Прыжок за борт - Джозеф Конрад 29 стр.


— Я живу здесь всего два года и теперь не представляю себе, как мог бы я жить в другом месте. Одно воспоминание о том мире, который лежит за пределами этой страны, — пугает меня, так как, так как… — Он опустил глаза, кончиком ботинка разбивая кусок засохшей грязи: мы прогуливались по берегу реки. — Так как я не забыл, почему я сюда пришел. Еще не забыл!

Я старался на него не смотреть, но мне послышался короткий вздох. Некоторое время мы шли молча.

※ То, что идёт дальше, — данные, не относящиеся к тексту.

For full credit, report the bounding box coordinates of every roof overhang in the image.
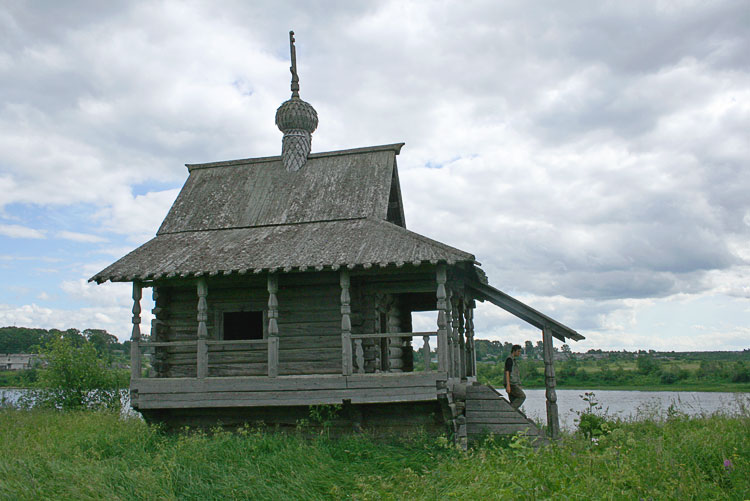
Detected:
[466,280,586,342]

— Сказать правду, — начал он снова, — если можно забыть такую вещь, то я думаю, что имею право выбросить ее из своей головы. Спросите любого человека здесь… — голос его изменился, — Не странно ли, — продолжал он мягко, почти умоляюще, — не странно ли, что все эти люди, которые готовы для меня на все, никогда не смогут понять? Никогда! Если вы мне не верите, я не могу призвать их свидетелями. Почему-то тяжело об этом думать. Я глуп, не правда ли? Чего мне еще желать? Если вы их спросите, кто смел, честен, справедлив, кому готовы они доверить свою жизнь, — они назовут туана Джима. И, однако, они никогда не смогут узнать истинную правду.

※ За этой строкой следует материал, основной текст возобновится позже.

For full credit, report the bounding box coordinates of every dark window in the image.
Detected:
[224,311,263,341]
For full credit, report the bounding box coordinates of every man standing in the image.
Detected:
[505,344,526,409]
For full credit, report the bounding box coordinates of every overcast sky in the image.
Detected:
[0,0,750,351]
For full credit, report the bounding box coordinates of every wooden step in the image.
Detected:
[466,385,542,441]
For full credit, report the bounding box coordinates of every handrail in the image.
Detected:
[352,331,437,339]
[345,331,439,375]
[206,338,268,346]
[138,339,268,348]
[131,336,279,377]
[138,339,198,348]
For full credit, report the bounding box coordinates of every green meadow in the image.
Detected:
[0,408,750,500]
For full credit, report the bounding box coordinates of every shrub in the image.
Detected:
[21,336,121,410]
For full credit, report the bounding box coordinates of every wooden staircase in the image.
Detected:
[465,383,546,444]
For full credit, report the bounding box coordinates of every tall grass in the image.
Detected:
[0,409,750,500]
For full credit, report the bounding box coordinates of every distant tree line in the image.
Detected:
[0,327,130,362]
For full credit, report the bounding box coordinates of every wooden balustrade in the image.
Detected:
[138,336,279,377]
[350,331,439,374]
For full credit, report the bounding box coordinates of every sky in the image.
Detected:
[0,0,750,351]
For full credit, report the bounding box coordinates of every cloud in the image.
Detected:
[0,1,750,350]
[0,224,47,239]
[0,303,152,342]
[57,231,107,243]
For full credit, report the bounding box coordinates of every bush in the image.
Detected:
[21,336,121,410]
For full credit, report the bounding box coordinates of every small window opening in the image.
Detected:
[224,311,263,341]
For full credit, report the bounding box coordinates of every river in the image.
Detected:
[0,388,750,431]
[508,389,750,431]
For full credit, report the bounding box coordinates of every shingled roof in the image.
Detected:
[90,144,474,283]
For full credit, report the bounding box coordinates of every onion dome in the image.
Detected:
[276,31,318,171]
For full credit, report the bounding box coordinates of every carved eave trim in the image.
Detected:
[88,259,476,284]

Вот что он сказал мне в тот последний день, какой я с ним провел. Я не забыл почти ни одного его слова; я чувствовал, что он хочет еще что-то сказать. Солнце, превращавшее землю своим нестерпимым блеском в беспокойный комок пыли, опустилось за лесом, и свет опалового неба, казалось, окутывал мир иллюзией спокойного и задумчивого величия. Слушая его, я видел, как постепенно темнеет река, воздух, и неумолимо надвигается ночь, опускаясь на все видимые предметы, стирая очертания, глубже погребая мир, словно засыпая его неосязаемой черной пылью.

| — О! — неожиданно начал он, — бывают дни, когда человек кажется себе слишком нелепым; но я знаю, что могу сказать вам все. Я говорил о том, что покончил с этим… с этим дьявольским происшествием… Стал забывать… Я могу об этом говорить спокойно. В конце концов что это доказало? Ничего. Полагаю, вы думаете иначе.

Я шепотом запротестовал.

— Не важно, — продолжал он. — Я удовлетворен… почти. Мне достаточно заглянуть в лицо первого встречного, чтобы вернуть себе уверенность. Нельзя заставить их понять, что во мне происходит. Ну, так что ж? Послушайте! Я действовал не так уж скверно.

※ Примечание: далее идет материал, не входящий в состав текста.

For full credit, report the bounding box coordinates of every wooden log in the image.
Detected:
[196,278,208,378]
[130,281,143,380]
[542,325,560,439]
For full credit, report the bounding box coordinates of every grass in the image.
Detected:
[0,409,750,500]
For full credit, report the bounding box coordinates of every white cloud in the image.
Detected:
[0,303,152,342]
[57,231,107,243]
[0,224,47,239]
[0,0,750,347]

1 — О, да, — подтвердил я.

— И все-таки вы бы не хотели видеть меня на борту вашего судна, а?

— Подите к черту! — крикнул я. — Прекратите!

— Вот видите! — воскликнул он с добродушно-торжествующим видом. — А скажите-ка вот об этом кому-нибудь из здешних. Они сочтут вас идиотом, лжецом или еще того хуже. Вот почему я могу это выносить. Кое-что я для них сделал, но вот что они сделали для меня.

— Дорогой мой, — сказал я, — Для них вы навсегда — тайна.

Наступила пауза.

— Тайна, — повторил он, не поднимая глаз. — Ну, что ж, я должен навсегда здесь остаться.

После захода солнца тьма, казалось, налетала на нас с каждым порывом ветерка. Посреди обнесенной изгородями дорожки я увидел неподвижный, настороженный и словно одноногий силуэт Тамб Итама, а по другую сторону площадки что-то белое двигалось за столбами, поддерживающими крышу. Когда Джим в сопровождении Тамб Итама отправился делать вечерний обход, я один пошел к дому, но тут дорогу мне вдруг преградила девушка, которая, несомненно, ждала этого случая.

Трудно объяснить вам, чего именно хотела она от меня добиться. По-видимому, это было что-то простое — чрезвычайно простое и невыполнимое, — как, скажем, точное описание формы облака. Она хотела получить от меня уверение, подтверждение, объяснение, — не знаю, как назвать, — нет для этого имени.

Под выступом крыши было темно, и я видел только расплывчатые линии ее платья, бледный овал маленького лица, белые блестящие зубы. Когда она ко мне обращала свое лицо, я видел большие темные орбиты глаз, где, казалось, что-то двигалось, — такое движение чудится вам, когда вы смотрите на дно бесконечного, глубокого колодца. Что такое там движется? — спрашиваете вы себя. Какое-нибудь чудовище или лишь затерянные отблески вселенной?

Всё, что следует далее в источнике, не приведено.